Projeto África

20 de dezembro de 2017


Mãe preta 

Mãe preta, me conta uma história.
Então, fecha os olhos, filhinho:

“Longe, longe,
Era uma vez o Congo. Depois…”

Os olhos da preta velha pararam.
Ouviu barulho de mato no fundo do sangue.

Um dia
Os coqueiros debruçados naquela praia vazia.
Depois, o mar que não acaba mais. 

Depois…
Ué, mãezinha, por que não acaba o resto da história?

 (Raul Bopp, Urucungo.)

 

No 2º semestre de 2017, as disciplinas de Artes, História e Língua Portuguesa desenvolveram o Projeto África. O expressivo trabalho teve como foco inicial pesquisas relativas à(s) história(s) desse continente e a identificação de suas características culturais e socioeconômicas. Ao cabo do projeto, depois de vivências dentro e fora da escola, nossos alunos ressignificaram, em Artes, algumas das entidades resultantes do sincretismo entre religiões africanas e o próprio catolicismo, os Orixás. Já em História e Língua Portuguesa, elaboraram as chamadas Histórias Cruzadas, narrativas mistas de elementos factuais e fictícios.

O tratamento da herança africana como matriz formadora de nossa identidade nacional foi a base, em e por princípio, para a crítica à visão que atenua a famigerada narrativa de séculos de história(s) de milhões de africanos e afrodescendentes escravizados. Nesse sentido, ir ao Museu Afro Brasil, que assume como pilar o objetivo de exibir como negro quem negro foi e quem negro é no Brasil, foi ao encontro do nosso projeto.

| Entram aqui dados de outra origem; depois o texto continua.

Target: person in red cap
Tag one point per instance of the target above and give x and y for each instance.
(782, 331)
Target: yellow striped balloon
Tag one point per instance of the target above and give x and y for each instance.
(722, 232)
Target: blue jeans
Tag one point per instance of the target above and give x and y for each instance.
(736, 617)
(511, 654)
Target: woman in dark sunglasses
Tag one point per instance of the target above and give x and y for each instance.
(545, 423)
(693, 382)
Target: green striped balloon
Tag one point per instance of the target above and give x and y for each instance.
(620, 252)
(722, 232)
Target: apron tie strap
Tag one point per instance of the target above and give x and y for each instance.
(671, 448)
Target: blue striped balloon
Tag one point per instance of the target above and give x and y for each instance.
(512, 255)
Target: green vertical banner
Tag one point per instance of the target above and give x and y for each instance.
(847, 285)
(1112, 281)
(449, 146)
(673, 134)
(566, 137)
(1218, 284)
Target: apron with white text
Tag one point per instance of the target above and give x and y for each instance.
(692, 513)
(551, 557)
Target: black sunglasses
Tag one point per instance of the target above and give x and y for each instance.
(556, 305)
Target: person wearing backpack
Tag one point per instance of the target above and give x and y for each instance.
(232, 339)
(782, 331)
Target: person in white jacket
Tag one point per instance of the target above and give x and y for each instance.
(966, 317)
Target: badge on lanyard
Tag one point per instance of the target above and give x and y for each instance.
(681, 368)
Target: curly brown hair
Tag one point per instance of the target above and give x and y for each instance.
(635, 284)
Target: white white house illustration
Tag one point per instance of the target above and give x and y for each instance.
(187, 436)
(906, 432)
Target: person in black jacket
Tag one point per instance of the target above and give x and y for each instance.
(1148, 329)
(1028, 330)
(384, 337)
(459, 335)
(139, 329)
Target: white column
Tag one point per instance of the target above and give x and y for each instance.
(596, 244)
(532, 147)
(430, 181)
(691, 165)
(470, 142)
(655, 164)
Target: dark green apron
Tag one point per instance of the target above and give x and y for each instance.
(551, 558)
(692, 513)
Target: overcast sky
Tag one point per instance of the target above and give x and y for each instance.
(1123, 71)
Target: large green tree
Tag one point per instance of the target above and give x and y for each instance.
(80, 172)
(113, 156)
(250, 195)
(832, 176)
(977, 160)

Nos dias 11, 17 e 19 de outubro, em visita ao museu, os alunos passaram por caminhos que apresentavam os frutos das relações cruzadas entre as matrizes europeias, africanas e indígenas na América. A história representada e perpetuada pelas inúmeras obras têxteis, gravuras, pinturas, documentos e fotografias ajudou a rememorar o motivo de o escritor angolano Ondjaki, lido em novembro nas aulas de Língua Portuguesa, ter dito: “Não tenho medo de morrer. Tenho medo de esquecer”. A análise de elementos que caracterizam os orixás, lá representados, auxiliou também a disciplina de Artes na reflexão sobre a construção da identidade individual e coletiva dos povos africanos, o que culminou com o trabalho exposto na 12ª Mostra de Artes da Móbile.

A partir, então, dessa vivência no museu, da produção artística sobre os orixás e do estudo pormenorizado do terrível episódio de nossa história, a escravidão, nossos alunos deram voz aos escravizados em suas narrativas. Nessa tarefa árdua de empatia, tiveram de vincular à produção ficcional elementos de verossimilhança histórica, não somente desenvolvendo histórias coerentes ao contexto da escravidão na América do século XIX, mas também dominando técnicas de narração, como a “Técnica de Lentidão”.

Nas várias narrativas contempladas, a consciência das infinitas possibilidades de histórias de sujeitos e povos que fizeram parte da história do Brasil permitiu que os alunos e alunas entrassem em contato com a complexidade do continente africano e seus povos, evitando, assim, reproduzir uma história única. Esta, nas palavras da escritora nigeriana Chimamanda Adichie, “rouba a dignidade de um povo” ao mostrá-lo apenas como uma única coisa.

Por meio do projeto, os alunos, ao enxergarem para além de uma África folclorizada, conseguiram compreender que, entre alianças, conflitos e resistências, os africanos desempenharam papel ativo na construção de nossa história brasileira. Essa compreensão não fragmentada, atendendo à natureza múltipla do processo histórico em estudo, levou ao desenvolvimento de trabalhos significativos nas diferentes áreas de conhecimento.